Over 526,000 Windows computers —mainly Windows servers— have been infected with Monero mining software by a group that operates the biggest such botnet known to date.
This group's operations have been known to security researchers since last year, and various companies have published reports on its activity. Because the botnet is so massive and widespread, most previous reports covered only a fraction of the group's entire operation.
Other companies that published reports on fractions of the botnet's infrastructure and operations include GuardiCore, Trend Micro, Kaspersky, Panda Security, and Crowdstrike, but also some independent Chinese researchers [1, 2].
Putting all these together, we have a big picture of the largest mining botnet seen to date. The botnet has infected over 520,000 machines and has made a massive 8,900 Monero ($2,3 million) for its operators.

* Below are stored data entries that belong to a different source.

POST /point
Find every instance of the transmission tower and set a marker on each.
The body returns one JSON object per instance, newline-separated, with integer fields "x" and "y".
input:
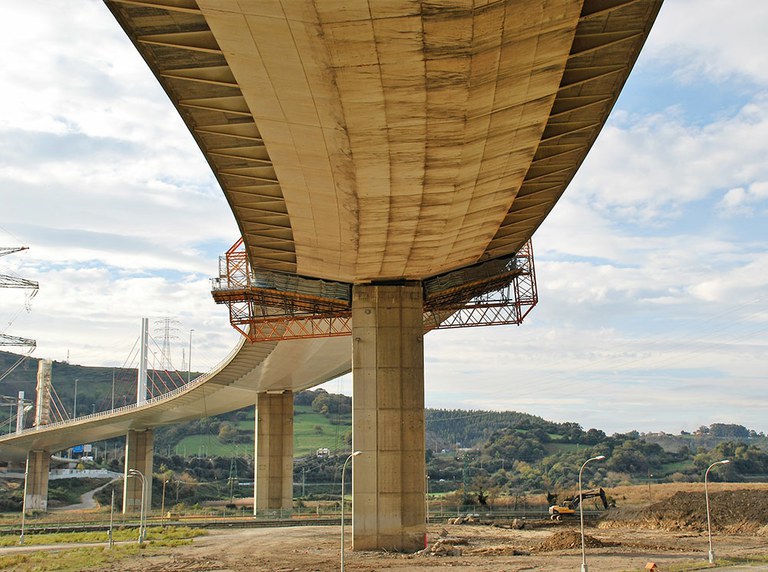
{"x": 9, "y": 281}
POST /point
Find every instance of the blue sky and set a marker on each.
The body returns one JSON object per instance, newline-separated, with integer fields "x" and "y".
{"x": 652, "y": 269}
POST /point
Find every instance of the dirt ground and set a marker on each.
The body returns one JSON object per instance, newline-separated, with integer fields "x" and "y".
{"x": 670, "y": 530}
{"x": 481, "y": 547}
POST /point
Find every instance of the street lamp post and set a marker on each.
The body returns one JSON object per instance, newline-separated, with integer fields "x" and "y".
{"x": 138, "y": 473}
{"x": 24, "y": 501}
{"x": 581, "y": 513}
{"x": 343, "y": 470}
{"x": 706, "y": 497}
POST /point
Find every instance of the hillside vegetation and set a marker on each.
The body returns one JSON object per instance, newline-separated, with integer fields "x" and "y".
{"x": 478, "y": 455}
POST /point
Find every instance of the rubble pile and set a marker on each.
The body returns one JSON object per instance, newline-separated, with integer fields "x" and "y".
{"x": 567, "y": 539}
{"x": 730, "y": 511}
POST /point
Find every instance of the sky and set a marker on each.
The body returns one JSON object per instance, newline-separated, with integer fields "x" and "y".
{"x": 652, "y": 269}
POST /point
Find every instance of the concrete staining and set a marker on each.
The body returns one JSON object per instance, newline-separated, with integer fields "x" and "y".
{"x": 400, "y": 132}
{"x": 378, "y": 143}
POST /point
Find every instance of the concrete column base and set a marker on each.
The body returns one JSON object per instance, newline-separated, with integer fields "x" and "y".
{"x": 273, "y": 452}
{"x": 38, "y": 468}
{"x": 388, "y": 418}
{"x": 139, "y": 451}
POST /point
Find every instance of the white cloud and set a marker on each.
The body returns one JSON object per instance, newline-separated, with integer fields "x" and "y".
{"x": 643, "y": 169}
{"x": 741, "y": 201}
{"x": 713, "y": 39}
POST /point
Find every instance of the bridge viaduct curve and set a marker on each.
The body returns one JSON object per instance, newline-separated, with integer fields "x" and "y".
{"x": 378, "y": 144}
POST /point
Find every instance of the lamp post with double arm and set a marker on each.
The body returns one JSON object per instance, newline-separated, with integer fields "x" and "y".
{"x": 343, "y": 470}
{"x": 706, "y": 498}
{"x": 581, "y": 513}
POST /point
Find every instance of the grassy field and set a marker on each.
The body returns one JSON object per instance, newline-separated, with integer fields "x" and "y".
{"x": 311, "y": 431}
{"x": 86, "y": 558}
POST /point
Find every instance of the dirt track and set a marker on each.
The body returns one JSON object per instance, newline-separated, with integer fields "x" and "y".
{"x": 482, "y": 547}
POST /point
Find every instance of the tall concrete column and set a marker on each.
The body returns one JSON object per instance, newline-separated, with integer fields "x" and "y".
{"x": 36, "y": 490}
{"x": 388, "y": 483}
{"x": 273, "y": 484}
{"x": 139, "y": 451}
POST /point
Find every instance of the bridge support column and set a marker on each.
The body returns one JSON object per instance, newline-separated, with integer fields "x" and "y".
{"x": 273, "y": 483}
{"x": 36, "y": 490}
{"x": 139, "y": 451}
{"x": 388, "y": 483}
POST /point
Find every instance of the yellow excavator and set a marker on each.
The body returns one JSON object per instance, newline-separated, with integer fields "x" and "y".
{"x": 569, "y": 507}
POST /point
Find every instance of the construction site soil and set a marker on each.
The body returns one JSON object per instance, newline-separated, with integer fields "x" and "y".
{"x": 670, "y": 532}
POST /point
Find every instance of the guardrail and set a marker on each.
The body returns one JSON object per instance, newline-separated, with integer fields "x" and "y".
{"x": 133, "y": 406}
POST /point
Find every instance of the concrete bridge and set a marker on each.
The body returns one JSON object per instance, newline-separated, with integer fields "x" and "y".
{"x": 387, "y": 162}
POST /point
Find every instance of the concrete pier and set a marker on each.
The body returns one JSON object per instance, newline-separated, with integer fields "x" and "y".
{"x": 38, "y": 467}
{"x": 388, "y": 417}
{"x": 273, "y": 483}
{"x": 139, "y": 450}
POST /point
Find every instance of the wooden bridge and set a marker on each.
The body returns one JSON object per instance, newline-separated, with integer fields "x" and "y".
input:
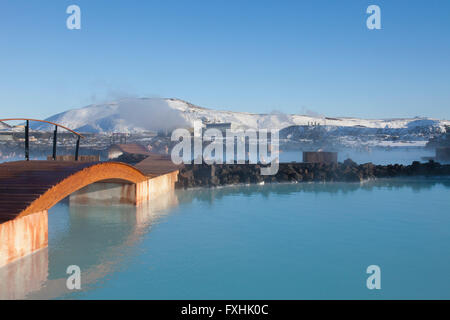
{"x": 28, "y": 189}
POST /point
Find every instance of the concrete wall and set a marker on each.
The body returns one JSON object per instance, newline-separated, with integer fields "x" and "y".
{"x": 103, "y": 193}
{"x": 156, "y": 187}
{"x": 106, "y": 193}
{"x": 22, "y": 236}
{"x": 320, "y": 157}
{"x": 24, "y": 276}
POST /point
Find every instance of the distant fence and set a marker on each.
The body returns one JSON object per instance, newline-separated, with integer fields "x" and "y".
{"x": 55, "y": 133}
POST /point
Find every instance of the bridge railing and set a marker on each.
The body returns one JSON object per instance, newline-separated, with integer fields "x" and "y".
{"x": 55, "y": 133}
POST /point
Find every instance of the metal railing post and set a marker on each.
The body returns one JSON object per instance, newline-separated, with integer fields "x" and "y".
{"x": 27, "y": 141}
{"x": 54, "y": 142}
{"x": 77, "y": 148}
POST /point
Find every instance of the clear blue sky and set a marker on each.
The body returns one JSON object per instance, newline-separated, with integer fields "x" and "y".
{"x": 254, "y": 56}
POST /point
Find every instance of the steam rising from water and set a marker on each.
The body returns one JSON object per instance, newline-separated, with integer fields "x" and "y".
{"x": 150, "y": 113}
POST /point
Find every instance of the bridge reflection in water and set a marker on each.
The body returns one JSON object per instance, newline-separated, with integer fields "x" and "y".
{"x": 109, "y": 234}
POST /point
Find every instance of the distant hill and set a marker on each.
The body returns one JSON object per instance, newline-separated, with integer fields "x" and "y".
{"x": 4, "y": 126}
{"x": 142, "y": 114}
{"x": 136, "y": 115}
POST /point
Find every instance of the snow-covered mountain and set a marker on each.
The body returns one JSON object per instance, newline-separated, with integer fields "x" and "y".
{"x": 142, "y": 114}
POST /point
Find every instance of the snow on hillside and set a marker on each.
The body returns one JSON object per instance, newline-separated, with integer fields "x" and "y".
{"x": 134, "y": 115}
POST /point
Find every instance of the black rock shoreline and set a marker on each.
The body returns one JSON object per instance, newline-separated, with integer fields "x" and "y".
{"x": 203, "y": 175}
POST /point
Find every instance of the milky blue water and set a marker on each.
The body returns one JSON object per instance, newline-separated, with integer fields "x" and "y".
{"x": 286, "y": 241}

Smominru operators are using different techniques to infect machines. They mainly rely on the use of the EternalBlue (CVE-2017-0144) exploit, but they've also deployed EsteemAudit (CVE-2017-0176), both aimed at taking over machines running unpatched Windows OSes.
As GuardiCore pointed out, the botnet has also targeted MySQL servers on Linux machines, but also MSSQL databases on Windows Servers.

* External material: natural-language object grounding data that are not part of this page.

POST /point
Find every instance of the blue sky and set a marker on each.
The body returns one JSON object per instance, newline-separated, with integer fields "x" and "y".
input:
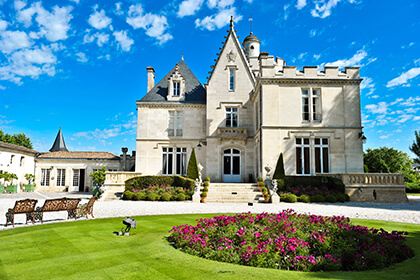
{"x": 81, "y": 64}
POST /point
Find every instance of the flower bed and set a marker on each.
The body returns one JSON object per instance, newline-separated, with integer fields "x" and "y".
{"x": 291, "y": 241}
{"x": 158, "y": 192}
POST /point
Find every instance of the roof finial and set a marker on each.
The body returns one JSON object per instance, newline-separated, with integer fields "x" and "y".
{"x": 250, "y": 20}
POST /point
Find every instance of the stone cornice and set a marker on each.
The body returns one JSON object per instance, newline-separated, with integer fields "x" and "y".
{"x": 168, "y": 105}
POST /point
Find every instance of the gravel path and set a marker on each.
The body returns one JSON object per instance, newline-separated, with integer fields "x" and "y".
{"x": 396, "y": 212}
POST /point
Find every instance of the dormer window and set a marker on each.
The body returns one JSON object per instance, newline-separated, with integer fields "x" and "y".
{"x": 177, "y": 88}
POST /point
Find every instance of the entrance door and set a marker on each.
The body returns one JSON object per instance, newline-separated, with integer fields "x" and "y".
{"x": 232, "y": 166}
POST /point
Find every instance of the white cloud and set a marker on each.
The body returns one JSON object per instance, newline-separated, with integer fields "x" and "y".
{"x": 81, "y": 57}
{"x": 219, "y": 20}
{"x": 189, "y": 7}
{"x": 155, "y": 26}
{"x": 301, "y": 4}
{"x": 123, "y": 40}
{"x": 380, "y": 108}
{"x": 404, "y": 77}
{"x": 14, "y": 40}
{"x": 323, "y": 7}
{"x": 99, "y": 20}
{"x": 353, "y": 61}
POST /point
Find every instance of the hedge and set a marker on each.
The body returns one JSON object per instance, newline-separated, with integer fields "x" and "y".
{"x": 144, "y": 181}
{"x": 313, "y": 181}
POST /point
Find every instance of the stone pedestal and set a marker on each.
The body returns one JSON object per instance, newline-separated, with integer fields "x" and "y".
{"x": 196, "y": 197}
{"x": 275, "y": 198}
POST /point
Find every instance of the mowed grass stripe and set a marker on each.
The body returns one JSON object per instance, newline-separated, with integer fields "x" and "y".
{"x": 89, "y": 249}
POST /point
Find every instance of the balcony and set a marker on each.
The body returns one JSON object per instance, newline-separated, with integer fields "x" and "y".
{"x": 232, "y": 132}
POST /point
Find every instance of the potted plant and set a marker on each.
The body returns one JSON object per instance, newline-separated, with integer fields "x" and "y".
{"x": 30, "y": 186}
{"x": 203, "y": 196}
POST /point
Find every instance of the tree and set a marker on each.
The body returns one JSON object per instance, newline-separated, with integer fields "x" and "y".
{"x": 415, "y": 148}
{"x": 192, "y": 169}
{"x": 99, "y": 176}
{"x": 387, "y": 160}
{"x": 17, "y": 139}
{"x": 279, "y": 172}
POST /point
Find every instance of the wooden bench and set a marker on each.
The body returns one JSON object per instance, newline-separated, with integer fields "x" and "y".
{"x": 87, "y": 208}
{"x": 55, "y": 205}
{"x": 25, "y": 206}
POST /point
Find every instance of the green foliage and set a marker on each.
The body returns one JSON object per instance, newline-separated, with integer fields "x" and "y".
{"x": 387, "y": 160}
{"x": 415, "y": 147}
{"x": 98, "y": 177}
{"x": 279, "y": 172}
{"x": 17, "y": 139}
{"x": 304, "y": 198}
{"x": 192, "y": 169}
{"x": 330, "y": 198}
{"x": 140, "y": 182}
{"x": 291, "y": 198}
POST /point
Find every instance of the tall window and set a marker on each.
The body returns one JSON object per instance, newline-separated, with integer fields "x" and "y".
{"x": 174, "y": 161}
{"x": 175, "y": 123}
{"x": 231, "y": 79}
{"x": 231, "y": 117}
{"x": 303, "y": 159}
{"x": 322, "y": 164}
{"x": 61, "y": 177}
{"x": 311, "y": 104}
{"x": 45, "y": 177}
{"x": 177, "y": 88}
{"x": 76, "y": 177}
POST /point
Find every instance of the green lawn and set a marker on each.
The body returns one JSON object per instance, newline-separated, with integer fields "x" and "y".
{"x": 90, "y": 250}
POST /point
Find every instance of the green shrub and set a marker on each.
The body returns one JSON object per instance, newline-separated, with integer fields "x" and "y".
{"x": 180, "y": 197}
{"x": 317, "y": 198}
{"x": 128, "y": 195}
{"x": 192, "y": 169}
{"x": 341, "y": 197}
{"x": 304, "y": 198}
{"x": 279, "y": 172}
{"x": 291, "y": 198}
{"x": 331, "y": 198}
{"x": 140, "y": 182}
{"x": 165, "y": 197}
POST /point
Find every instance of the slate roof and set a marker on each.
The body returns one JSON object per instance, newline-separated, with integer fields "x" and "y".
{"x": 78, "y": 155}
{"x": 17, "y": 147}
{"x": 59, "y": 144}
{"x": 194, "y": 91}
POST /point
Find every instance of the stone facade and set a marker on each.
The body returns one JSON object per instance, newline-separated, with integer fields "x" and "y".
{"x": 253, "y": 108}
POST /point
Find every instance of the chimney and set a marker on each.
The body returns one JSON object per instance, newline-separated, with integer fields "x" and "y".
{"x": 150, "y": 78}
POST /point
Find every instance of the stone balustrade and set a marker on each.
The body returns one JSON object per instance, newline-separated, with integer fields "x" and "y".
{"x": 374, "y": 187}
{"x": 232, "y": 132}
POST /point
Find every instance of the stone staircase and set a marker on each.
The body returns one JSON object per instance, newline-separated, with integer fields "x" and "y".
{"x": 234, "y": 193}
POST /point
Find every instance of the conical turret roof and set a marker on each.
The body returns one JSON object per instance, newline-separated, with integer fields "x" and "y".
{"x": 59, "y": 144}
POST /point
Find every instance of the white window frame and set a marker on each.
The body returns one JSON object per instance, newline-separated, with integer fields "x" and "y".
{"x": 231, "y": 113}
{"x": 175, "y": 123}
{"x": 174, "y": 161}
{"x": 311, "y": 104}
{"x": 61, "y": 177}
{"x": 45, "y": 177}
{"x": 322, "y": 146}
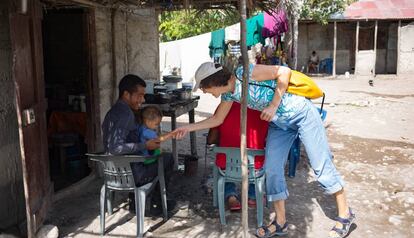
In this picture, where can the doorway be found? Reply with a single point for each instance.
(68, 80)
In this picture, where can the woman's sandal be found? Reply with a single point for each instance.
(346, 225)
(234, 205)
(279, 231)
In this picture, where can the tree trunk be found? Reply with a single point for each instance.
(295, 33)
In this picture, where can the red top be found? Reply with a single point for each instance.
(229, 134)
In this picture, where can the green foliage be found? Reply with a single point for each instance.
(321, 10)
(181, 24)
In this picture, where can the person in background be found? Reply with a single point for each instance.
(313, 62)
(120, 137)
(283, 59)
(228, 135)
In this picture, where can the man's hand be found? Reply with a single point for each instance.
(153, 144)
(268, 113)
(179, 133)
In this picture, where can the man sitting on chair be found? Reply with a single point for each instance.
(120, 138)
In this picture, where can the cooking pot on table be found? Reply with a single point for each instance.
(183, 94)
(160, 89)
(172, 79)
(167, 97)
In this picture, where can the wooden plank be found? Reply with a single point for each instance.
(243, 116)
(92, 109)
(375, 46)
(356, 46)
(334, 53)
(398, 47)
(26, 36)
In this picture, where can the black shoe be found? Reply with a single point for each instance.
(156, 208)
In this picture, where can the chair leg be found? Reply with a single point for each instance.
(259, 200)
(109, 200)
(294, 156)
(140, 210)
(220, 196)
(102, 207)
(215, 177)
(163, 198)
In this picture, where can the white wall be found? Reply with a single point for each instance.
(186, 53)
(136, 50)
(406, 54)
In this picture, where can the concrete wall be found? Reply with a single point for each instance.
(136, 49)
(12, 205)
(317, 37)
(406, 54)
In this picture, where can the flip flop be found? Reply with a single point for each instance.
(251, 203)
(236, 206)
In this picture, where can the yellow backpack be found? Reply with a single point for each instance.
(302, 85)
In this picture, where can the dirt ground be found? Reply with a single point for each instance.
(371, 136)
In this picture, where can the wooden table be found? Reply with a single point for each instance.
(174, 110)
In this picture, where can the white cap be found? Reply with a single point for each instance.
(204, 70)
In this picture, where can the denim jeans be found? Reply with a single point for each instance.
(231, 190)
(308, 125)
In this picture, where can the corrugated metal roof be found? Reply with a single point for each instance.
(380, 9)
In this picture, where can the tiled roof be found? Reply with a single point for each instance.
(380, 9)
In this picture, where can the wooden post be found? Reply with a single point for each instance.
(243, 116)
(375, 46)
(356, 46)
(334, 53)
(113, 58)
(398, 46)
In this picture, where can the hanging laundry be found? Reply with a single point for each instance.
(274, 24)
(254, 30)
(232, 33)
(217, 45)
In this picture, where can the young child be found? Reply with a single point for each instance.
(149, 120)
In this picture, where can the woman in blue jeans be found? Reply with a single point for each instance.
(289, 116)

Both GuardiCore and NetLab observed the group deploying an assortment of malware strains on infected hosts, from Mirai DDoS bots to backdoors, albeit their primary operation was always Monero mining.
According to data gathered after sinkholing part of the botnet's infrastructure, most victims are located in Russia, India, Taiwan, Ukraine, and Brazil.
While the sinkholing operation yielded results that allowed Proofpoint to approximate the botnet's size at around half a million, a NetLab researcher told Bleeping Computer their company estimates the botnet at around 1 million infected hosts, based on different sources.
In a previous report, GuardiCore said it found strong evidence suggesting Smominru's operator(s) was (were) based in mainland China, even if Proofpoint says most of the botnet's IP scanners operate from AS63199 —a US-based network.
Proofpoint also pointed out that Smominru is currently almost twice the size of the Adylkuzz botnet, the first malware family (even before WannaCry) to have ever used the EternalBlue exploit. Adylkuzz was also a Monero-mining botnet.
Last week, Bleeping Computer ran a story highlighting how Monero-mining malware is becoming the prevalent threat on the Internet. A Cisco Talos report released this week has confirmed that Monero mining malware is slowly edging out ransomware as cyber-criminals' go-to operation.